Ezra pressed a hand over his mouth as he choked out a quiet sob.  He knew trying to apologize wasn’t going to save him now.  He’d already crossed the line.

“But all you can do is be ungrateful,” Maul said.

He grabbed Ezra’s arm, pulling him away from the wall and throwing him to the floor.  Ezra let out a sharp whimper as his injured side struck the wood.  He sat up, backing away from Maul, watching him intently, trying to figure out where and how he would strike next.

“Maybe this,” Maul said, gesturing to Ezra’s injured side, “wouldn’t have happened if I didn’t give you as much freedom.”

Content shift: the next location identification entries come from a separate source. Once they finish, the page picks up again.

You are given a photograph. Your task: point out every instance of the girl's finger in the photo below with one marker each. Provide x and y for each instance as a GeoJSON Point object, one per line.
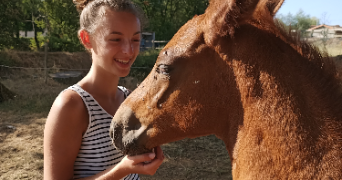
{"type": "Point", "coordinates": [142, 158]}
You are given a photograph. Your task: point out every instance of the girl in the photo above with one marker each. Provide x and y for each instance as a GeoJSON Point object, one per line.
{"type": "Point", "coordinates": [76, 137]}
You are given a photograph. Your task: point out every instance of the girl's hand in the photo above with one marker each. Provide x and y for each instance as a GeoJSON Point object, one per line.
{"type": "Point", "coordinates": [136, 164]}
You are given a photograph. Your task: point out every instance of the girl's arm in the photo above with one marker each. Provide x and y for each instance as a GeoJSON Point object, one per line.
{"type": "Point", "coordinates": [65, 126]}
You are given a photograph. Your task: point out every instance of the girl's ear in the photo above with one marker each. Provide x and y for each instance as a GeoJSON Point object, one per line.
{"type": "Point", "coordinates": [85, 38]}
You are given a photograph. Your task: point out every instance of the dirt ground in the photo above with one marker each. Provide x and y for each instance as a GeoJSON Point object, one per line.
{"type": "Point", "coordinates": [22, 123]}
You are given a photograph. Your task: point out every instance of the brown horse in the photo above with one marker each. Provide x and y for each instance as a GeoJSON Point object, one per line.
{"type": "Point", "coordinates": [232, 72]}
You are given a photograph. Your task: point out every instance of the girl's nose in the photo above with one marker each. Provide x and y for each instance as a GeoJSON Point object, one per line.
{"type": "Point", "coordinates": [127, 47]}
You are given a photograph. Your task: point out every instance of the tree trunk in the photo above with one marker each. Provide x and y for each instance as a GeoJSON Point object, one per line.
{"type": "Point", "coordinates": [35, 33]}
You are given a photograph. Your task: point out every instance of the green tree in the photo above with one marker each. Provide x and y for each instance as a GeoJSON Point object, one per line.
{"type": "Point", "coordinates": [11, 22]}
{"type": "Point", "coordinates": [62, 22]}
{"type": "Point", "coordinates": [300, 21]}
{"type": "Point", "coordinates": [167, 16]}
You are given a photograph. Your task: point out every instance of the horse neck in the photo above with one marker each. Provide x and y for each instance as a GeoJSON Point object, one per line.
{"type": "Point", "coordinates": [286, 115]}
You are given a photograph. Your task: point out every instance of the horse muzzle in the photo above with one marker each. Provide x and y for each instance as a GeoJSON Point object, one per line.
{"type": "Point", "coordinates": [127, 133]}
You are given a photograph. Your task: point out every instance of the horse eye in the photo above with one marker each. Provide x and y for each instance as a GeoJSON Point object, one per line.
{"type": "Point", "coordinates": [163, 69]}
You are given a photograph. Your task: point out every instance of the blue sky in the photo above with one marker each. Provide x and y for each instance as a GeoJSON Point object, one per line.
{"type": "Point", "coordinates": [332, 8]}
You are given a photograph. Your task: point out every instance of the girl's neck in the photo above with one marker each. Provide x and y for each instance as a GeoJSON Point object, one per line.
{"type": "Point", "coordinates": [98, 82]}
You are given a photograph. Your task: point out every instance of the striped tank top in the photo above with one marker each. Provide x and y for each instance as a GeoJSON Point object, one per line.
{"type": "Point", "coordinates": [97, 152]}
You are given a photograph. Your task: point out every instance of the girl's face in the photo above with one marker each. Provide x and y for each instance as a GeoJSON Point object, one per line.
{"type": "Point", "coordinates": [115, 43]}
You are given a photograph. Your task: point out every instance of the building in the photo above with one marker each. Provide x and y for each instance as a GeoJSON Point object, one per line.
{"type": "Point", "coordinates": [325, 31]}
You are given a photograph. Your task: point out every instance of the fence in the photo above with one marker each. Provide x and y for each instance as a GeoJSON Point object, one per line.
{"type": "Point", "coordinates": [66, 76]}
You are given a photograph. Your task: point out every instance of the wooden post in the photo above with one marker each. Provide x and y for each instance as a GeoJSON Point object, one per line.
{"type": "Point", "coordinates": [45, 61]}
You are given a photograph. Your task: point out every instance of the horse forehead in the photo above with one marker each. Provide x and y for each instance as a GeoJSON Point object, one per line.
{"type": "Point", "coordinates": [186, 35]}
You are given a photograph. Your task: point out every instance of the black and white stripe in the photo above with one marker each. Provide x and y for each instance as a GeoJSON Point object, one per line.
{"type": "Point", "coordinates": [97, 152]}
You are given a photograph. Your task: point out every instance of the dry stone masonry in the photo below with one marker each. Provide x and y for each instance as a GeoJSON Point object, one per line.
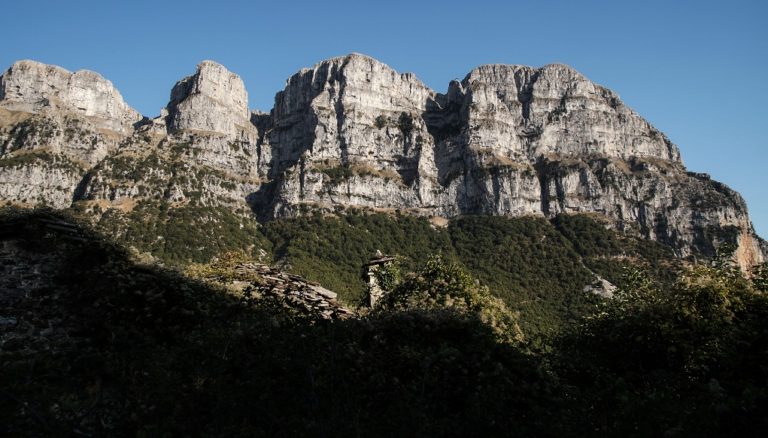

“N—no,” Ezra said, his voice shaking.  He knew what that meant.  It meant more restrictions.  It meant more rules he wouldn’t even realize he was breaking until it was too late.  It meant every little scrap of freedom he’d worked so hard to get was going to be taken away.

Ezra yelped as Maul grabbed his hair, pulling him to his feet and dragging him back toward his room.  Ezra stumbled as he tried to keep pace with Maul’s longer strides, whimpering with each painful tug at his hair.  When they reached the door to his room, he looked up at Maul, his eyes wide.

“I—I’m sorry,” he said.  “Please –”

Maul struck his face again and Ezra bit back a scream.

“Stay quiet,” Maul said.  “I don’t want to hear a word from you until I let you out.  Do you understand?”

Ezra nodded as beast as he could with Maul’s hand still gripping his hair.

Ezra let out another yelp of pain as Maul threw him into the room, letting him crumple into a heap on the floor.  The door closed and he could hear the familiar scrape of the deadbolts being put into place.

Ezra curled up on his bed, an old mattress on the floor, and hugged his blanket against his chest, pressing his hands over his face to muffle his crying.  He lay there, crying as quietly as he could, not wanting to get in more trouble if Maul heard him.

He never should have hidden his injury.  That was what had gotten him into this mess in the first place.  Why did he have to be so stubborn and try not to ask Maul for help?  It wasn’t like it mattered, anyway.  Either way, he was still trapped here, and he was never getting away.